Hi guys,i recently came across few 4k UHD TV models availability in China.
They are available for decent or in fact at a very cheap price for its configuration.
Companies like TCL , Hisense, Seiki etc.

I would like to know from the experts here are they worth buying it now from China at this 1000 USD price for 45"+ Tv ?

What are the pros & cons of it ? Are they durable ?

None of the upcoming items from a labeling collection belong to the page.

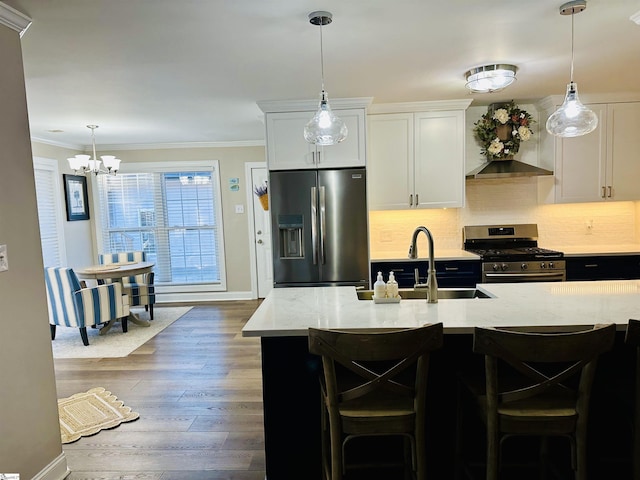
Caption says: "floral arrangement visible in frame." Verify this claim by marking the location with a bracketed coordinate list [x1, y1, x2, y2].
[253, 185, 267, 197]
[473, 101, 534, 159]
[253, 184, 269, 212]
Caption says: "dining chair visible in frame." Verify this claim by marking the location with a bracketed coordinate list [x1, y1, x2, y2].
[624, 319, 640, 480]
[98, 251, 156, 320]
[44, 267, 129, 346]
[457, 324, 615, 480]
[309, 323, 442, 480]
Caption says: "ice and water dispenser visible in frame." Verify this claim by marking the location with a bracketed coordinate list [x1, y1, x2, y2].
[278, 215, 304, 258]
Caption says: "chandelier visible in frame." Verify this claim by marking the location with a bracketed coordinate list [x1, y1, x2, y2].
[67, 125, 120, 175]
[465, 64, 518, 93]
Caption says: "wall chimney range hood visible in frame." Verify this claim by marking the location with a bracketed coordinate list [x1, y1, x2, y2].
[466, 160, 553, 179]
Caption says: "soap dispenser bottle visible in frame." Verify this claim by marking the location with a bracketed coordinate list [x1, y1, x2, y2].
[373, 272, 387, 298]
[387, 272, 398, 298]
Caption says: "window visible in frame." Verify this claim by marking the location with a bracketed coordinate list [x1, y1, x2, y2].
[33, 158, 67, 267]
[97, 162, 226, 290]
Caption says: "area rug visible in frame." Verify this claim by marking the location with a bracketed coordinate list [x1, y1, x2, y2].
[51, 305, 192, 358]
[58, 387, 140, 443]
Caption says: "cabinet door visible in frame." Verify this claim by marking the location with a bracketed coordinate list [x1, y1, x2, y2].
[606, 103, 640, 200]
[266, 109, 366, 170]
[318, 109, 366, 168]
[367, 113, 414, 210]
[266, 112, 316, 170]
[414, 110, 465, 208]
[555, 104, 607, 203]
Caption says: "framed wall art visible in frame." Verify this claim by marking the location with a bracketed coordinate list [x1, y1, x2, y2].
[62, 174, 89, 222]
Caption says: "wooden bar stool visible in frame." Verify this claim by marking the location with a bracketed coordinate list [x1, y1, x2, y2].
[309, 323, 442, 480]
[624, 319, 640, 480]
[458, 324, 615, 480]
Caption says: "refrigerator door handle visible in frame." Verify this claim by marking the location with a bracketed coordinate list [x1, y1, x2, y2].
[311, 187, 318, 265]
[319, 186, 327, 264]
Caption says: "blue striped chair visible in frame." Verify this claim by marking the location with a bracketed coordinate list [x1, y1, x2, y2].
[44, 267, 129, 345]
[98, 251, 156, 320]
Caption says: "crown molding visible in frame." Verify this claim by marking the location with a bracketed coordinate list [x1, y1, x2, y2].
[256, 97, 373, 113]
[102, 140, 266, 151]
[367, 99, 473, 115]
[31, 137, 265, 152]
[0, 2, 31, 37]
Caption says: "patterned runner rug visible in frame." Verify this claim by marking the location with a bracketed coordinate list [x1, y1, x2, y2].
[58, 387, 139, 443]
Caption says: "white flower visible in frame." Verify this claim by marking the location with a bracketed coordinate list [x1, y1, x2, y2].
[518, 125, 531, 142]
[487, 138, 504, 155]
[493, 108, 509, 125]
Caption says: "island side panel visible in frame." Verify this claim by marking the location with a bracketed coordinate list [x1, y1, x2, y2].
[261, 337, 322, 480]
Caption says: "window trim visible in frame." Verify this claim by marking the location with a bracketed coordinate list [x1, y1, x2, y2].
[91, 160, 227, 292]
[32, 157, 67, 266]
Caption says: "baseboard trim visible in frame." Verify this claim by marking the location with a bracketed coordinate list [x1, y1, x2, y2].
[156, 292, 255, 305]
[32, 452, 71, 480]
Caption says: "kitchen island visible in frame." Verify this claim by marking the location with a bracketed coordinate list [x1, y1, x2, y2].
[243, 281, 640, 480]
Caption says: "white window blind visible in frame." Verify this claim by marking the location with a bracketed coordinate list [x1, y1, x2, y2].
[97, 162, 225, 285]
[33, 158, 67, 267]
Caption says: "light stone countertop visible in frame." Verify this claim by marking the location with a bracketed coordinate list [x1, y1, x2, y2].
[544, 243, 640, 257]
[242, 280, 640, 337]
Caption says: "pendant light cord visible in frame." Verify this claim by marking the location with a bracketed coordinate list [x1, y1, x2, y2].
[89, 126, 96, 161]
[320, 20, 324, 92]
[569, 12, 575, 83]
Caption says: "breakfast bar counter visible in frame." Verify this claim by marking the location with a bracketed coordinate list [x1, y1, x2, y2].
[242, 280, 640, 480]
[242, 280, 640, 337]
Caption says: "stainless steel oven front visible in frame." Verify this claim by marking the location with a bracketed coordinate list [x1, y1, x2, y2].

If i can, which model i should go for. Pls give me an idea as i am looking for a TV cum Smart tv replacement at home.

Thanks in advance.


----------



## whitestar_999 (Feb 17, 2014)

Budget TV resolution rumble: 720p plasma vs. 4K LED LCD | TV and Home Theater - CNET Reviews


----------



## manuvaidya (Feb 17, 2014)

Thanks a lot bro. I really appreciate your precise suggestion.
I would like to know which is the current best Plasma which i can buy in Europe ?
I am not saying that i have enough money to spend like crazy, but all in all it should be a real performer & priced decently.
I thank you once again & am waiting for your reply.


----------



## whitestar_999 (Feb 17, 2014)

check this link:
Best plasma TVs - CNET Reviews
after pioneer the exit of panasonic from plasma tv field is a bad news.still plasma is power hungry compared to lcd so keep that in mind as power bills will surely jump in long run.


----------



## manuvaidya (Feb 19, 2014)

Any specific model you suggest for me as the best in Plasma.
I am looking in 42" & above. Price around 1 Lakh.
Need your suggestion pls.


----------



## whitestar_999 (Feb 19, 2014)

i never owned a plasma(current set is 32" LG lcd) so it is better to ask those who have more experience.ask in below forum as it has many indians & you will also get info about dealers & shops availability in big indian cities:
Television
if you are looking to buy from europe/usa there are international forums like avsforum where you can get great recommendations for buying as well as settings:
Plasma Flat Panel Displays


----------